Stamattina mentre andavo al lavoro a piedi, una donna dietro di me arrancava, ticchettando coi tacchi sull’asfalto.
Mi dava fastidio, quando mi son girato per vedere la fonte del suono, ho scoperto che, tra l’altro, oltre ad emetter quei fastidiosi e ritmici tac tac tac, aveva un ghignetto soddisfatto sulla faccia che mi ha dato immediatamente fastidio.
Ho impugnato la Stratocaster che penzolava dietro la mia schiena e vedendola passare, deciso di suonare due note per lei.
Ipnotizzata dalla mia musica, lei, ha attraversato sbadatamente la strada, senza accorgersi dell’imminente sopraggiungere di un autobus.
Accorrevano urlando i passanti, il grosso parabrezza dell’automezzo era cosparso di pezzetti di cervello, i passeggeri sbraitavano, vomitavano, sanguinavano per il colpo subito, l’autista era esterrefatto, io, immobile, gustavo la scena nell’attesa di poter fare qualche cosa; cadevano dal cielo degli antiemetici, salutati come una manna dai pedoni, tutti ingialliti dalla macabra visione.
Ho ripreso a strimpellare la Fender; Joe, l’autista, si è ridestato dal suo torpore e noncurante, ha acceso il tergicristallo con ancora attaccati gli occhi azzurri della vittima e delle ciocche dei suoi lunghi capelli biondi. Aveva dipinto, così, il vetro, con il sangue della sventurata.
Io mi sono incamminato suonando, Joe ha innestato la marcia e spinto a tutto gas l’autobus di linea in direzione del Pier 35, ha preso il ponticello di legno che portava al mare, urlando a squarciagola e dimenandosi, contrapponendosi agli attacchi degli allibiti passeggeri, ormai in preda al panico.

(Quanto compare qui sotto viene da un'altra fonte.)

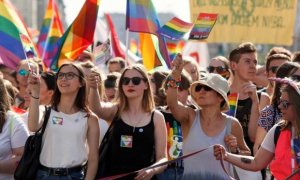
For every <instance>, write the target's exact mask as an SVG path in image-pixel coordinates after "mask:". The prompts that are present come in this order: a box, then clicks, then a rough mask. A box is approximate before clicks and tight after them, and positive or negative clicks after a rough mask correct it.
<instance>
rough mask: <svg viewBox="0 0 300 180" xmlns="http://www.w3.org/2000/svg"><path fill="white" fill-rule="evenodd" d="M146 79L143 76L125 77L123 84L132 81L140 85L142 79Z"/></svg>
mask: <svg viewBox="0 0 300 180" xmlns="http://www.w3.org/2000/svg"><path fill="white" fill-rule="evenodd" d="M142 80H143V81H146V79H145V78H142V77H132V78H129V77H123V79H122V81H121V82H122V85H125V86H126V85H128V84H129V83H130V81H131V82H132V84H133V85H135V86H138V85H140V83H141V81H142Z"/></svg>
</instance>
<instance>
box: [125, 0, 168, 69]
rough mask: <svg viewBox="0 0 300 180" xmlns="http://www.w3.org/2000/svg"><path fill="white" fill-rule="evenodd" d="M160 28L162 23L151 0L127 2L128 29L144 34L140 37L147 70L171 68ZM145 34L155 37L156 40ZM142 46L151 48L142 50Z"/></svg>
mask: <svg viewBox="0 0 300 180" xmlns="http://www.w3.org/2000/svg"><path fill="white" fill-rule="evenodd" d="M159 28H160V22H159V19H158V16H157V14H156V10H155V8H154V6H153V3H152V1H151V0H127V12H126V29H129V31H132V32H140V33H141V34H142V33H143V34H142V35H140V42H141V52H142V58H143V63H144V65H145V67H146V69H147V70H152V69H154V68H155V67H157V66H164V67H165V68H170V59H169V55H168V50H167V47H166V43H165V40H164V38H163V37H162V36H161V35H160V34H159V33H157V31H158V29H159ZM144 33H150V34H152V35H155V36H156V38H155V37H153V36H152V35H150V34H149V35H147V34H144ZM143 43H145V44H144V45H143ZM142 46H143V47H146V46H148V47H149V48H142ZM150 46H151V47H150Z"/></svg>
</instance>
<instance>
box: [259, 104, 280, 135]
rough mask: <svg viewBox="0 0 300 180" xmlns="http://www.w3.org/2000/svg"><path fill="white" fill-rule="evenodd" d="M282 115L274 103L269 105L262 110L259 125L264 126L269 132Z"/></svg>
mask: <svg viewBox="0 0 300 180" xmlns="http://www.w3.org/2000/svg"><path fill="white" fill-rule="evenodd" d="M274 114H275V116H274ZM281 117H282V116H281V113H280V111H279V109H275V107H274V105H269V106H267V107H265V108H264V109H263V110H262V111H261V112H260V116H259V120H258V126H260V127H263V128H264V129H265V130H266V131H267V132H268V131H269V130H270V129H271V128H272V127H273V126H274V124H276V123H278V122H279V121H280V119H281ZM274 120H275V122H274Z"/></svg>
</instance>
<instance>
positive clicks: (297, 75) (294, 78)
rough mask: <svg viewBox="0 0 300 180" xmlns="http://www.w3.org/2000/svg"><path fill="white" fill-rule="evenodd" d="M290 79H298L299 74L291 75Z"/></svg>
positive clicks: (298, 77)
mask: <svg viewBox="0 0 300 180" xmlns="http://www.w3.org/2000/svg"><path fill="white" fill-rule="evenodd" d="M291 79H292V80H295V81H300V76H299V75H292V76H291Z"/></svg>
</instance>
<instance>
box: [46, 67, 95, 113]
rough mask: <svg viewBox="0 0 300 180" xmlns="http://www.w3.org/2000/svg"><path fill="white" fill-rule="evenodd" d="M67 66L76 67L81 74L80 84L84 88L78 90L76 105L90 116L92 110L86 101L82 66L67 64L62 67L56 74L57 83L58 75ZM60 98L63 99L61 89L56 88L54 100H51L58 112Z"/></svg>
mask: <svg viewBox="0 0 300 180" xmlns="http://www.w3.org/2000/svg"><path fill="white" fill-rule="evenodd" d="M65 66H72V67H74V68H75V69H76V70H77V72H78V74H79V82H80V83H81V85H82V86H81V87H80V88H79V90H78V93H77V95H76V99H75V102H74V105H75V106H76V107H77V108H79V109H80V110H84V111H85V112H86V113H87V114H88V116H89V115H90V110H89V108H88V106H87V101H86V98H87V94H86V93H87V92H86V81H85V78H84V74H83V70H82V67H81V66H80V65H77V64H74V63H66V64H63V65H61V66H60V68H59V69H58V71H57V73H56V83H57V77H58V74H59V72H60V70H61V69H62V68H63V67H65ZM60 97H61V93H60V91H59V89H58V88H56V89H55V90H54V94H53V96H52V100H51V105H52V107H53V108H54V109H55V110H56V111H57V106H58V104H59V102H60Z"/></svg>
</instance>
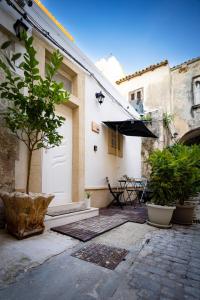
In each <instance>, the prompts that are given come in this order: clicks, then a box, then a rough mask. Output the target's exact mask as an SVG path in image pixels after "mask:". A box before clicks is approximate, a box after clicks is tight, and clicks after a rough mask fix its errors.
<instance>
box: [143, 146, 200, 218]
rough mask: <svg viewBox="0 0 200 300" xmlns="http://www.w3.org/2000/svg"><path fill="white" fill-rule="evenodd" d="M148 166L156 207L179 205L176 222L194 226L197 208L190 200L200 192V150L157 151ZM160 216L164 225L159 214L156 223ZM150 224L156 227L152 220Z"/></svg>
mask: <svg viewBox="0 0 200 300" xmlns="http://www.w3.org/2000/svg"><path fill="white" fill-rule="evenodd" d="M149 163H150V165H151V168H152V171H151V176H150V189H151V191H152V194H153V197H152V201H153V203H154V204H156V205H161V206H165V207H166V206H167V205H172V204H176V210H175V211H174V214H173V222H175V223H179V224H192V217H193V211H194V204H193V203H191V202H190V203H189V202H188V200H189V199H190V198H191V197H192V196H195V195H196V194H197V192H200V146H198V145H193V146H185V145H182V144H175V145H173V146H172V147H167V148H165V149H163V150H162V151H161V150H156V151H154V152H153V153H152V154H151V155H150V157H149ZM151 207H153V206H152V204H150V205H148V212H149V216H150V214H151V212H150V209H151ZM174 208H175V207H174ZM159 215H160V219H161V220H160V221H161V222H162V219H163V216H162V215H161V213H160V212H156V213H155V217H156V218H157V222H158V218H159ZM161 216H162V217H161ZM171 216H172V215H171ZM149 219H151V216H150V217H149ZM170 219H171V218H170ZM163 220H164V219H163ZM150 222H152V223H154V222H153V221H152V219H151V220H150Z"/></svg>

A quel punto, sul mio cammino ho incontrato Kurt, un collega della concorrenza e ho smesso di suonare.
L’autista ha inchiodato il mezzo, ho sorriso e salutato il mio giovane amico. Gli ho chiesto dove stava andando e il tempo tutto intorno si è fermato.
Kurt mi ha detto di questa turnee in Asia col gruppo, mi ha detto: “Jimi, c’è molto lavoro per noi da quelle parti”. Gli ho risposto che conoscevo la situazione ma purtroppo il mercato per noi da quelle parti era tabù, troppi innocenti e pochi cattivi.

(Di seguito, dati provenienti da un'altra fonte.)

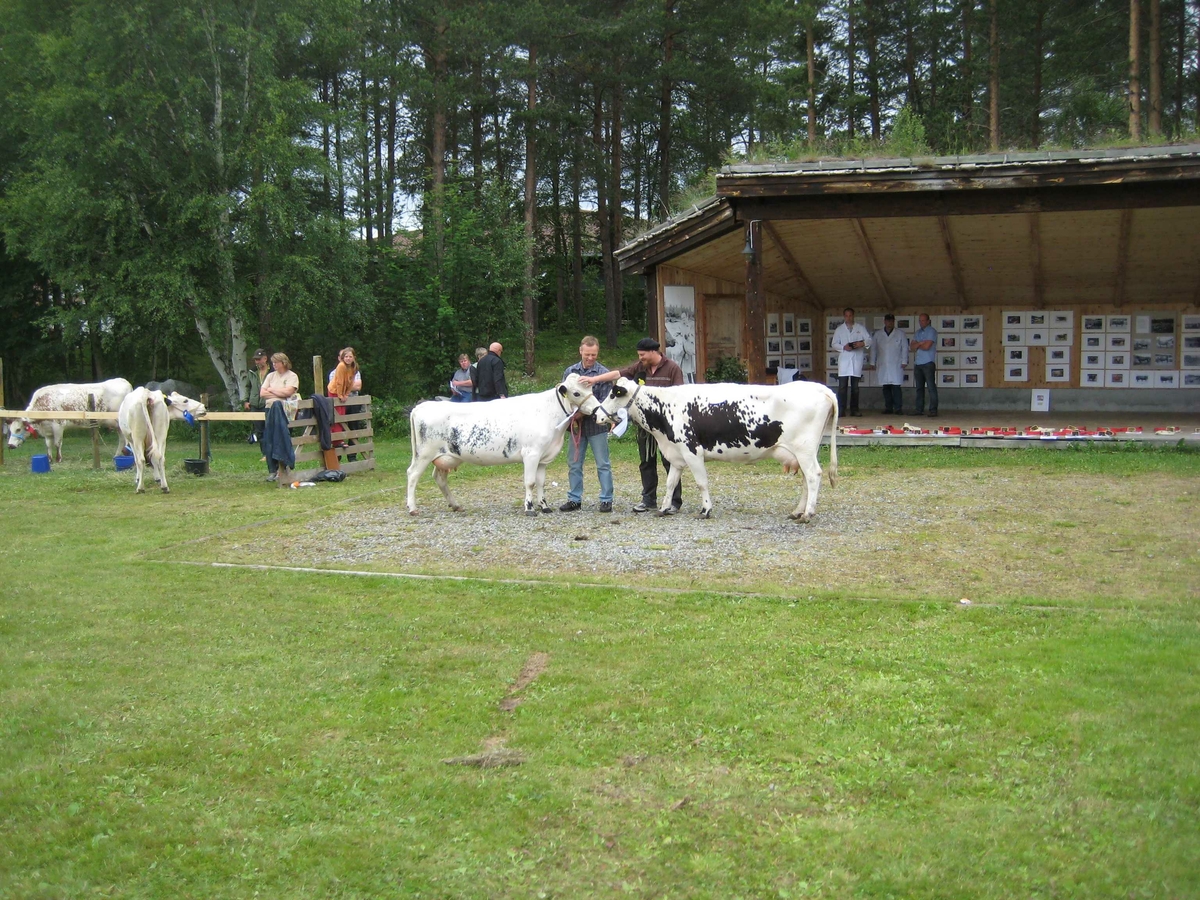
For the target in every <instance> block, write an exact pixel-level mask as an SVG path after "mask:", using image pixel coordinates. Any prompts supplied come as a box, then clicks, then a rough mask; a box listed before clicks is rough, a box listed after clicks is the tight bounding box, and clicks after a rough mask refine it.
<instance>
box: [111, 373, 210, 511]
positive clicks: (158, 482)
mask: <svg viewBox="0 0 1200 900" xmlns="http://www.w3.org/2000/svg"><path fill="white" fill-rule="evenodd" d="M206 414H208V410H206V409H205V408H204V404H203V403H200V402H198V401H194V400H192V398H191V397H185V396H184V395H182V394H175V392H173V394H172V395H170V396H164V395H163V392H162V391H151V390H146V389H145V388H137V389H134V390H132V391H130V392H128V394H127V395H126V396H125V400H122V401H121V408H120V409H119V410H118V418H116V422H118V427H119V428H120V430H121V440H124V442H125V443H126V444H128V446H130V448H131V449H132V450H133V464H134V467H136V468H137V478H136V479H134V482H133V485H134V491H137V493H142V491H143V487H142V479H143V478H144V475H145V466H146V457H149V458H150V468H151V469H152V470H154V478H155V481H157V482H158V485H160V487H162V492H163V493H170V488H169V487H167V469H166V466H164V464H163V462H164V456H166V452H167V428H168V426H169V425H170V420H172V419H186V420H188V421H191V420H192V419H196V418H199V416H202V415H206Z"/></svg>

Joe era ad un metro dal baratro, ho ripreso a suonare, ha schiacciato l’acceleratore, il tempo ha ripreso a correre.
Ho visto almeno 15 persone galleggiare vicino al molo e altre 17 sono rimaste incastrate sul fondale insieme al bus.
Poteva bastare, ho pensato, ma continuavo a suonare.
Joe è stato l’unico superstite.
Sono intollerante di prima mattina.
Osservare la felicità altrui, l’ottuso buon umore, la fiducia incrollabile nella vita, mi dà sui nervi, la mattina.
In fondo sono un povero diavolo di città, ho uno stipendio fisso, anche se il lavoro non è sempre rose e fiori ma qui a Seattle si vive bene in fondo.
Man mano che le ore della giornata si accumulano, divento più ottimista e per l’ora dell’aperitivo il mondo è un posto in cui vivere, pieno di gente simpatica con cui vale la pena condividere i tanti o pochi anni che gli restano.